Finally some good news on performance. After tweaking of the prefetch
strategies, I got the following test numbers on PostgreSQL, fetching/
prefetching a few thousands of objects (smaller number of milliseconds
means faster processing) :
(disjoint)
n:1 ... M6 ...... 51 ms
n:1 ... trunk ... 45 ms
(joint)
n:1 ... M6 ...... 100 ms
n:1 ... trunk ... 45 ms
(disjoint)
1:n ... M6 ...... 100 ms
1:n ... trunk ... 54 ms
(disjoint)
n:m ... M6 ...... 54 ms
n:m ... trunk ... 51 ms
So the trunk code significantly improves on 3.0M6 when prefetching to-
many and joint to-ones relationships, and somewhat improves on other
cases (within a margin of error I guess).
Andrus
On Sep 7, 2009, at 8:53 AM, Andrus Adamchik wrote:
Been thinking about the new prefetching model some more and found a
glaring performance hole - the most common N:1 prefetch case will
result in a cartesian product processing in memory. E.g. if one
Artist has 3 Paintings, and the Paintings are fetched with Artist
prefetch, the Artist DB data will be read repeatedly 3 times. The
result will be correct - 3 Paintings all pointing to a single Artist
object, however processing will be much slower.
Now will be making another pass over the code to restore the old
prefetch strategy for N:1 relationships. Hopefully the resulting
code will be tighter than it used to be.
Andrus
On Sep 6, 2009, at 9:43 PM, Andrus Adamchik wrote:
Good to have a little time again to hack Cayenne internals.

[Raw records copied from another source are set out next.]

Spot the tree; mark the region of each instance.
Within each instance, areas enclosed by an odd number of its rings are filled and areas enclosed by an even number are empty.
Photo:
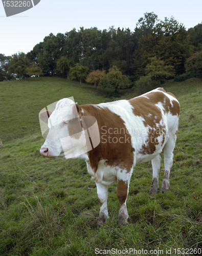
[[[118,68],[113,66],[109,69],[105,78],[101,79],[99,86],[106,91],[118,92],[118,89],[125,89],[132,85],[127,76],[123,75]]]
[[[147,75],[152,80],[160,81],[162,79],[173,78],[175,76],[174,67],[165,65],[164,61],[156,56],[149,58],[150,63],[146,66]]]
[[[24,52],[15,53],[12,55],[8,74],[19,79],[26,77],[26,69],[29,66],[30,62]]]
[[[62,56],[57,60],[57,70],[62,74],[62,76],[69,79],[69,73],[70,67],[73,66],[72,60],[66,56]]]
[[[38,56],[38,62],[43,73],[51,76],[56,74],[57,60],[64,51],[65,38],[63,34],[55,36],[51,33],[43,39],[43,48]]]
[[[26,74],[30,76],[34,76],[36,77],[38,76],[40,76],[43,74],[42,69],[38,65],[35,63],[32,63],[30,67],[26,69]]]
[[[139,38],[152,34],[153,29],[158,22],[158,16],[152,12],[144,13],[144,17],[141,17],[136,24],[134,30]]]
[[[10,56],[5,56],[0,54],[0,80],[3,81],[5,78],[7,81],[12,79],[12,76],[8,75],[8,69],[10,66]]]
[[[141,76],[135,83],[136,91],[141,94],[159,87],[164,79],[172,78],[175,75],[174,67],[165,65],[164,61],[156,56],[148,58],[150,63],[146,66],[146,76]]]
[[[198,44],[202,44],[202,22],[188,29],[190,40],[195,47]]]
[[[79,79],[81,86],[81,80],[86,77],[88,70],[87,67],[81,66],[77,63],[74,67],[70,68],[70,78],[72,80]]]
[[[87,82],[94,83],[95,86],[97,87],[100,81],[105,76],[106,72],[105,70],[100,71],[98,69],[96,71],[92,71],[90,73],[85,80]]]
[[[194,53],[187,59],[186,72],[191,75],[199,75],[202,78],[202,51]]]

Just committed a pretty big change to the prefetching algorithm
motivated by CAY-1250 bug report. So combining prefetching and
inheritance now works 100%.
One visible effect of this change is that all disjoint prefetch
queries will now include the ID's of the source side of the
prefetch relationship and a mandatory join to the source entity. In
return for this small inefficiency (increased result set size...
hopefully most ID's are small), we get a bunch of benefits, main
one being the ability to process related fetched objects in a
consistent manner regardless of the relationship semantics (1..1,
1..N, N..M). This strategy was used before for flattened
relationships, now it is used for everything. On the other hand
this change allowed to optimize some related cases, so all in all,
there may be no performance penalty.
It is still possible to go back and optimize it further to prevent
the addition of the extra columns to the resultset in some cases
(e.g. if both joined FK and PK are present in the result, only
fetch one of them), I wish we could do that in some central
location (like SelectTranslator) instead of writing endless if/else
in the prefetch processing code.
Now the prefetch code is easier to make sense of, with fewer if/
else. And I am planning to refactor it further.
Also I came very close to fixing the biggest remaining limitation
of disjoint prefetching:
https://issues.apache.org/jira/browse/CAY-1025
Andrus